We propose restructuring our software and services as collections of virtual appliances. Computer appliances like TiVos and NetApp filers come pre-configured with the software needed to perform their task. In the case of TiVo, the software is kept up-to-date by TiVo rather than requiring the user to install patches. A virtual appliance is the software and hardware of a real computer appliance, but hosted on a virtual machine monitor. A virtual appliance contains the software needed to perform its task along with a description of the hardware resources it need. To take advantage of the existing software base, our Collective prototype operates on x86 virtual machines, allowing us to support all applications that run on Windows and Linux at the same time.

In our model, each user would have multiple virtual appliances. They may have a desktop appliance for communication and editing documents, a firewall appliance, a video editing appliance, and a movie viewing appliance. In general, users do not install software into virtual appliances; this allows makers to do updates with more confidence. Instead, users acquire additional appliances to gain more features. Using the network, each appliance is kept up-to-date by its maker. The appliances can use the network to communicate with each other and provide a more seamless experience to the user.
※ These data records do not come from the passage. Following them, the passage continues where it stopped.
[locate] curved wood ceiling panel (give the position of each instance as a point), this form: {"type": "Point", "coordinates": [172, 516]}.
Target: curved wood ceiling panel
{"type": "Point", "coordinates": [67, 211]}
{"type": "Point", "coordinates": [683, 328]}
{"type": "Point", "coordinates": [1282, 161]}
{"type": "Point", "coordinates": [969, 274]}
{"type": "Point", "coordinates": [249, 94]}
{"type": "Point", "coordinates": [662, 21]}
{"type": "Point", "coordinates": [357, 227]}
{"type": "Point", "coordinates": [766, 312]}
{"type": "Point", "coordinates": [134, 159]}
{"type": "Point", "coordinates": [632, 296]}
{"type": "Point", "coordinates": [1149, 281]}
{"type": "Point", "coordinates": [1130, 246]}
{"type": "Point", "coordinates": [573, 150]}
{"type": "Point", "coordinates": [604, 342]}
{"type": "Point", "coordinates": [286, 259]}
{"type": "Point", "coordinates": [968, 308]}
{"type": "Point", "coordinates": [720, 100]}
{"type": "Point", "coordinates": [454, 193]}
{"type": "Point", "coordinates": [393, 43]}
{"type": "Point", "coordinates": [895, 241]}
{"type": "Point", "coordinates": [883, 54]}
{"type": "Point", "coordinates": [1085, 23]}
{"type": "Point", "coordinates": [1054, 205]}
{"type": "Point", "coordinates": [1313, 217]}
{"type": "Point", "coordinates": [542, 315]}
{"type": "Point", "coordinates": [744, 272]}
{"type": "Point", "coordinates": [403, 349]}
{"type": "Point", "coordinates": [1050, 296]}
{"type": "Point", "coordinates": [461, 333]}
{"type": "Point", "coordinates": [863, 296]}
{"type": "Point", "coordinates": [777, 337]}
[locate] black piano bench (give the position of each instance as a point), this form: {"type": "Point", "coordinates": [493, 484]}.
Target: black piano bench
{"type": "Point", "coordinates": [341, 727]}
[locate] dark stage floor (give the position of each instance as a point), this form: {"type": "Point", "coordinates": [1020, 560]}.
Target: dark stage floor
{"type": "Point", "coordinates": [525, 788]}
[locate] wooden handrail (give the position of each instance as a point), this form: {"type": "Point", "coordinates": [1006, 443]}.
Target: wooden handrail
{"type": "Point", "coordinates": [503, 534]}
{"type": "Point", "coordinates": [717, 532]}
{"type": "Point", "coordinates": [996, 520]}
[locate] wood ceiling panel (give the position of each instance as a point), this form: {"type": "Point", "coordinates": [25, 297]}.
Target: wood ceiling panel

Virtual appliances have the following properties:

• Useful software bundles. An appliance is a useful, working bundle of applications, not a single application that requires others to be installed to work correctly.
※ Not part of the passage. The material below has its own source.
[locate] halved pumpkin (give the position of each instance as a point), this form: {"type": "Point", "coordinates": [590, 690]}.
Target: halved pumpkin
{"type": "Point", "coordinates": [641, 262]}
• Reliable software updates. Due to the hardware-level isolation of virtual appliances, a maker can automatically update a user's appliance without worrying about conflicts with user-installed programs or other appliances.

• Limiting effects of security compromise. Root privileges in one virtual appliances does not necessarily imply access to any other virtual appliances.

• Cross computer mobility. The virtual machine monitor can suspend a running appliance and restart it on another. This can be used to move appliances.

• Hardware expense. The virtual machine monitor (VMM) run multiple appliances on a single computer, even simultaneously.

System Architecture

In the Collective system architecture, virtual appliances, and their updated versions, are deposited in repositories. Individual computers run a universal appliance receiver that retrieves the latest copies of virtual machines from repositories upon request. In other words, the computers operate as a cache of appliances. The system uses a number of optimizations to minimize the cost of the storage and transfer of appliances. This approach allows a small number of professional staff to create fully tested, integrated environments that are made available quickly to all users anywhere on the network.

Major Research Findings

• Efficient migration of appliances. X86 appliances, complete with operating systems, application programs, and possibly user data, can be very large. We found that the storage and transfer of appliances can be effectively optimized using the techniques of caching, demand paging, memory ballooning to reduce the memory state, and copy-on-write disks to capture changes. The time to transfer an appliance on a DSL link (384 kbps) is typically less than 20 minutes.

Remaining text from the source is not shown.